The other night, though, I had a dream that the red-winged blackbirds had returned. I felt elated, excited, seeing those bright red epaulets on their glossy wings, hearing their distinctive song.

Faith is the antidote to doubt, writes meditation teacher Joseph Goldstein. It is the willing suspension of disbelief.

How can a writer not love this concept? The clever expansion of a literary term first coined by the Romantic poet Samuel Taylor Coleridge in 1817, referring to the reader’s willingness to accept deviation from reality in order to appreciate an imaginary world.
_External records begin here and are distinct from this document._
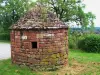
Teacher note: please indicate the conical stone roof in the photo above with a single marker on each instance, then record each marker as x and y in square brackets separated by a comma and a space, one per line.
[39, 18]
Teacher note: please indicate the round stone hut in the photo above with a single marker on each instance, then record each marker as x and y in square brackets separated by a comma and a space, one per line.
[39, 40]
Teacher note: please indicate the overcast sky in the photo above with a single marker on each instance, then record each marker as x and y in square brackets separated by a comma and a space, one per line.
[94, 7]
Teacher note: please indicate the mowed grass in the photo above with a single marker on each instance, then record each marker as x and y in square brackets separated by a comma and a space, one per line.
[80, 63]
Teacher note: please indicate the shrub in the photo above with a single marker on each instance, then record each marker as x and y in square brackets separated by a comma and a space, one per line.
[91, 43]
[4, 36]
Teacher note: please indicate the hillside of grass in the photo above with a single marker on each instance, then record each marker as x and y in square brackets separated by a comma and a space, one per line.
[80, 63]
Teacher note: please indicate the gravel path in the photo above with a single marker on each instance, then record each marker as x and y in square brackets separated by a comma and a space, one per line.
[5, 51]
What is more imaginary than dreaming a summer bird back from the swamplands of Florida, into this stark, white terrain.

Fiction, I’ve come to understand, is actually truth.

And faith, I’ve realized, isn’t trickery.
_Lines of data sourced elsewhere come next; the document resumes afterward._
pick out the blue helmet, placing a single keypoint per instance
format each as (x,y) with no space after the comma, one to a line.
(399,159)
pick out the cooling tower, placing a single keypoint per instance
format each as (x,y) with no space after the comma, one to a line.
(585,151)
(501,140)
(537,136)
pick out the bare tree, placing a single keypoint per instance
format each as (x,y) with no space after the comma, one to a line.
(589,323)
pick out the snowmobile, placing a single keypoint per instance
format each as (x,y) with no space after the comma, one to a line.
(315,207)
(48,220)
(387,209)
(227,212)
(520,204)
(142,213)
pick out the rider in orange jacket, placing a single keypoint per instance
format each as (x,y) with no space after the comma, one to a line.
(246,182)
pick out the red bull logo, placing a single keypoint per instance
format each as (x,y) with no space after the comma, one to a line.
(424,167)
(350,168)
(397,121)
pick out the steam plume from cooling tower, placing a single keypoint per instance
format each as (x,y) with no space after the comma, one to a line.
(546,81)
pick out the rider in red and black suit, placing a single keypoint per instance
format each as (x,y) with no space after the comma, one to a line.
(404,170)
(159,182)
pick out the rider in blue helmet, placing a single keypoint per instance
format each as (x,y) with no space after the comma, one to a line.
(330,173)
Convincing ourselves that life is something it isn’t by repeating affirmations over and over again into the mirror like a spell or leaning on new age platitudes isn’t faith, in my opinion.
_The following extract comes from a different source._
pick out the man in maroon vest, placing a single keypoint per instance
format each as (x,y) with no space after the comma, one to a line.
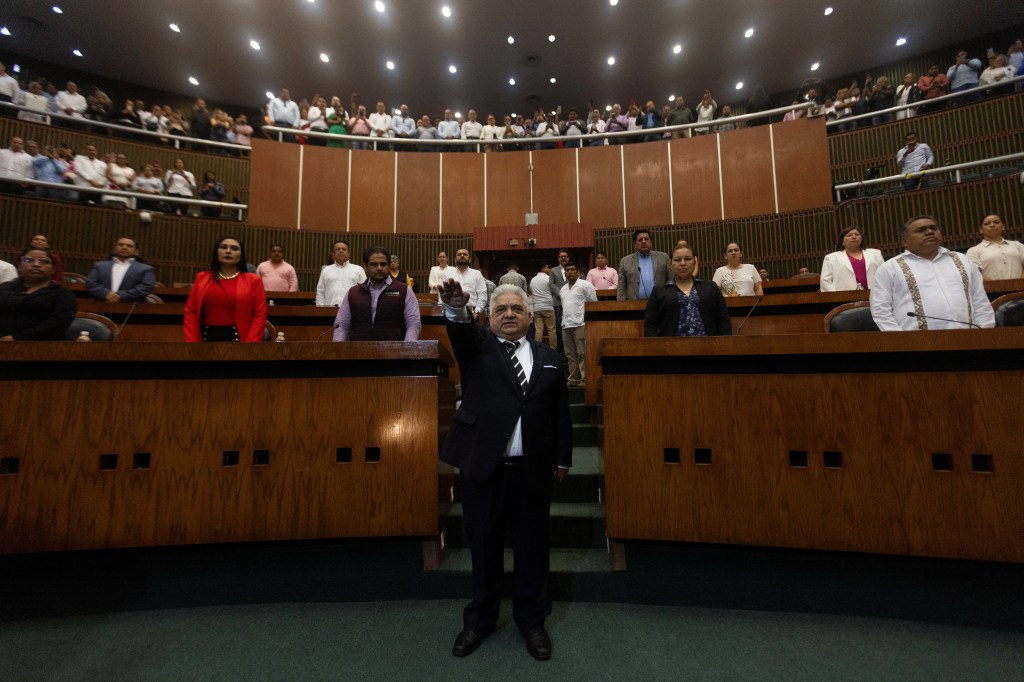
(380,308)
Rather, this seems more like delusion.

“This suspension is never total,” reads my New York Public Library Literary Companion. “Only a disturbed person would confuse Laurence Olivier, the actor, with Hamlet, the character, but it is sufficient to make theatregoing [and reading] an enjoyable experience.”

Faith is seeing what’s on the stage and understanding that we don’t know how the story will unfold. It’s a balancing act between recognizing what is and being open to what we don’t yet see…

It’s the lesson of the seasons, of the earth, as the late, great Mary Oliver (1935-Jan 2019) explains in Little Summer Poem Touching the Subject of Faith (do follow the link to read the whole gorgeous poem).

… let the immeasurable come.
Let the unknowable touch the buckle of my spine.
Let the wind turn in the trees,
and the mystery hidden in the dirt

swing through the air.
How could I look at anything in this world
and tremble, and grip my hands over my heart?
What should I fear?

One morning
in the leafy green ocean
the honeycomb of the corn’s beautiful body
is sure to be there.

 *   *   *

Maybe spring won’t arrive.

Maybe, as in Doris Lessing’s The Making of the Representative for Planet 8 (or some odds-defying blockbuster movie with great effects and a terrible story) we’ll find ourselves plunged into an ice age.

What will happen then?

The story will continue.

Let the immeasurable come. 

Let the unknowable touch the buckle of my spine.